「全部、与えられた人生だった」
三島の受け身性については、美輪明宏から聞いた話が忘れられない。
『サンサーラ』の1996年11月号で対談した時、三島と親交の深かった美輪は私にこう言ったのである。
「三島さんは、学習院時代に“ヘチマ”だの“うらなり”だのと言われていたくらい、ひ弱だった。あの人は親孝行な人だったから、お母様とおばあ様が上流社会志向のために、自分の希望しない学習院に入れられたんです。次にお父様に『帝大に行け』と言われて、帝大に入り、『大蔵省に行け』と言われて、大蔵省に入った。全部、与えられた人生だったんです。
あの方が自分で選んだものは、物を書くことだけだった。でも、その物を書くことにしても、時代のせいもありますが、『物書きや芸人なんてとんでもない』と、お父様に禁止されていたんです。そうしたら、お母様が隠れて原稿用紙と万年筆をそろえてくださっていた」
着る物もすべて母親の見立てだった。
美輪が初めて三島と会ったのは16歳の時で三島は26歳だった。美輪が続ける。
「私は、思い切った格好をしていて、思い切った人生を生きていましてね。彼は、それが羨ましかったわけですよ。私は、自分の生き方も、暮らしも、生計をたてるのも、着る物も、食べる物も、全部自分で決めて自分の人生を生きていたんです」
自前の人生である。三島は違った。
ジーンズをはきたい、革ジャンを着たい
お行儀がいいから、頭髪は七・三に分けてポマードをつけ、背広にネクタイ姿だった。それで美輪の服装を“田舎モダン”だとか目茶苦茶に言う。美輪が反論した。
「あなただってお召しになりたいものがあるでしょう。なさりたい格好がおありでしょうよ。どういう格好なさりたいの、本音は。いつまでも背広にネクタイばかりじゃないでしょう」
すると、素直になって、ジーンズをはきたい、と言う。
それで一緒にアメ横に行って、ジーンズを買い、革ジャンを着たい、と言うので、革ジャンも求めた。

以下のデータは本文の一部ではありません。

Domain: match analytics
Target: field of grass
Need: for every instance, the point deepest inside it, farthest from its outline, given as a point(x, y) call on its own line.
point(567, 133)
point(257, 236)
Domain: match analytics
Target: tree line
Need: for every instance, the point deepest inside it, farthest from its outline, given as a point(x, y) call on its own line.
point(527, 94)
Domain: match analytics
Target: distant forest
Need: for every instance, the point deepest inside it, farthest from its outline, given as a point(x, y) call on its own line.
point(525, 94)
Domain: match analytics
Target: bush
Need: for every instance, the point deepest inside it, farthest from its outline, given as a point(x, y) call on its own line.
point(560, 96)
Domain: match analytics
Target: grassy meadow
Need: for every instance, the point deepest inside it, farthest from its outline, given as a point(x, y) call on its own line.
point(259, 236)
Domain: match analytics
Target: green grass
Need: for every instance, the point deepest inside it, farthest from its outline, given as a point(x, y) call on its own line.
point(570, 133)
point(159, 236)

それから、剣道をやりたいとか、スターの気分を味わいたいとか、ありとあらゆることをやり始めた、と美輪は指摘する。
「生まれることから、生活から、なにもかも与えられた人生から、今度は逆に自分が選ぶ能動的な人生に変わっていったんです。そして、『死さえも与えられてはかなわない』と思ったんですね」
なるほどとストンと腑に落ちる美輪の三島論だった。
「生は与えられたものだけれど、死こそは自分が選んでやる」と、受け身の人生から能動的な人生に変わった、と美輪は言う。